Renata yang masih penasaran dengan sosok Seno, sambil berjalan mengikuti langkah Mba Iyus dia menoleh kembali ke belakang, ke arah kursi yang tadi di duduki Seno, namun sosok Seno tetap tak nampak disana, hanya ada kursi kosong beserta pohon beringin besar di sebelahnya. ‘Kemana dia? Cepet amat ilangnya, tapi ko aku baru liat Seno hari ini ya? Setelah bertahun-tahun tinggal di komplek perumahan ini, atau jangan-jangan dia warga baru di komplek ini?’ pikir Renata.

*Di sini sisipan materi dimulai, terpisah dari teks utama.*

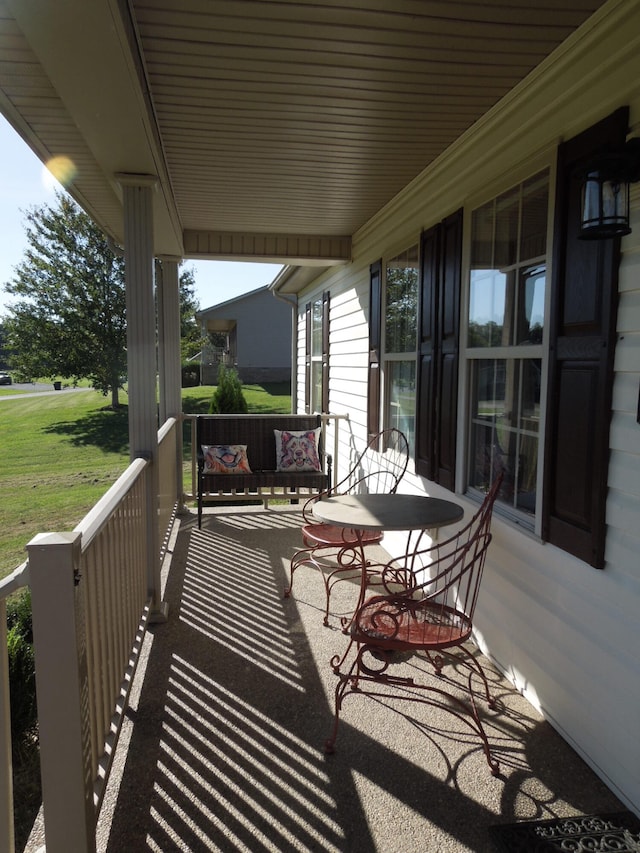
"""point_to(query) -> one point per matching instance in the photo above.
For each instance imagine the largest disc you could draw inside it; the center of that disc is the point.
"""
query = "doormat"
(601, 833)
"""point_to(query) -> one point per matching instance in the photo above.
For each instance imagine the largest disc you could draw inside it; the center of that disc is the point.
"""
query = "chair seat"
(402, 623)
(327, 534)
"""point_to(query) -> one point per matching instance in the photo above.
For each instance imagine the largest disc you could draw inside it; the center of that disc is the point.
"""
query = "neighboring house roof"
(242, 298)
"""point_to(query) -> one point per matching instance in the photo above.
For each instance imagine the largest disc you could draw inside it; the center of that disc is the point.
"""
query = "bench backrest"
(256, 431)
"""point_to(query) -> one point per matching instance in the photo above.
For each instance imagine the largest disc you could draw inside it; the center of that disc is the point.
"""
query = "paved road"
(34, 389)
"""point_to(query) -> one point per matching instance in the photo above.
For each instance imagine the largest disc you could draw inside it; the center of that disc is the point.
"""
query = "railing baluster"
(7, 839)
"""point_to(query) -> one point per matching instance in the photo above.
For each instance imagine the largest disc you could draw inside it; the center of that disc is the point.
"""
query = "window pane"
(316, 328)
(401, 398)
(487, 295)
(505, 428)
(401, 302)
(529, 323)
(316, 386)
(535, 203)
(507, 215)
(482, 226)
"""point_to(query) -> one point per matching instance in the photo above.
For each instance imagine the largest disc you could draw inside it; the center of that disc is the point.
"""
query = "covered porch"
(222, 743)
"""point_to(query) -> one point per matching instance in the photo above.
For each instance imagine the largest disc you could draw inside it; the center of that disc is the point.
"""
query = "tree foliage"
(70, 317)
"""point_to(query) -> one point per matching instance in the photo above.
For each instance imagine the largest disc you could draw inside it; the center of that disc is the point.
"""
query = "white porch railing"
(90, 604)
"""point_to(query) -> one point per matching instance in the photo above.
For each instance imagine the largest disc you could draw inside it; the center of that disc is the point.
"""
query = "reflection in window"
(400, 324)
(507, 282)
(505, 423)
(316, 355)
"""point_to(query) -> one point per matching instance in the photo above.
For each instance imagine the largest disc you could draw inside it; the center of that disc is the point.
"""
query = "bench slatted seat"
(257, 432)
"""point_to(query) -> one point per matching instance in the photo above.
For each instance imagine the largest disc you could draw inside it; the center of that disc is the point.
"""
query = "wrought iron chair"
(432, 614)
(336, 552)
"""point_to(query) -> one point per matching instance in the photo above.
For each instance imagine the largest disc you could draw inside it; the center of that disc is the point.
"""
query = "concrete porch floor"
(222, 746)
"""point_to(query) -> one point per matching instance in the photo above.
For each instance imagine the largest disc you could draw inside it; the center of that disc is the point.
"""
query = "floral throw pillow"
(225, 459)
(297, 451)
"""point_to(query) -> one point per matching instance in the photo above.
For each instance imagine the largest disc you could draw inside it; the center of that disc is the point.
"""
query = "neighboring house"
(258, 329)
(474, 318)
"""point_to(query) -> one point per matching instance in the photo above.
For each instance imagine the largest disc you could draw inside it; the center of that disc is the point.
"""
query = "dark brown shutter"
(307, 359)
(427, 342)
(448, 342)
(375, 333)
(438, 345)
(582, 345)
(325, 351)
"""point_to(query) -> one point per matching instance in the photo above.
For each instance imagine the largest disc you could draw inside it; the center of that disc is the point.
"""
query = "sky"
(24, 182)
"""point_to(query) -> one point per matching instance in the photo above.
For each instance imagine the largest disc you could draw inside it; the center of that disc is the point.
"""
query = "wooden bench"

“Non, emangnya tadi Non Renata tuh lagi ngobrol sama siapa?” sesampainya di rumah Mba Iyus langsung menanyakan hal yang mengganggu pikiranya.

“Kan tadi udah aku bilangin, itu tadi Seno, kakak tingkat aku mba”

“Tapi dari tadi mba juga liat Non Renata cuma sendirian non, ga ada siapa-siapa disana, lagian itu tempatnya kan mojok gitu, dibawah pohon gede”

“Emang kenapa kalo dibawah pohon? Ga boleh orang ngobrol disitu?”

“Boleh sih non, cuma mba khawatir aja”

“Khawatir kenapa mba? Ada hantunya gitu? Mba kebanyakan nonton film horor nih, gini deh jadinya”

“Ya engga non, tapi tadi itu beneran loh, Non Rena ngomong sendirian, mba ga liat siapa-siapa disana selain Non Renata”

“Mungkin tadi temen saya lagi buru-buru kali mba, jadi langsung pergi pas Mba Iyus datang”

Mba Iyus terdiam sesaat, namun kemudian dia kembali membuka suaranya, “Ohh iya juga ya, ya udah deh mba mau beres-beres dapur dulu ya non.”

Renata hanya geleng-geleng kepala melihat Mba Iyus yang melangkah ke dapur dengan wajah yang terlihat masih kebingungan.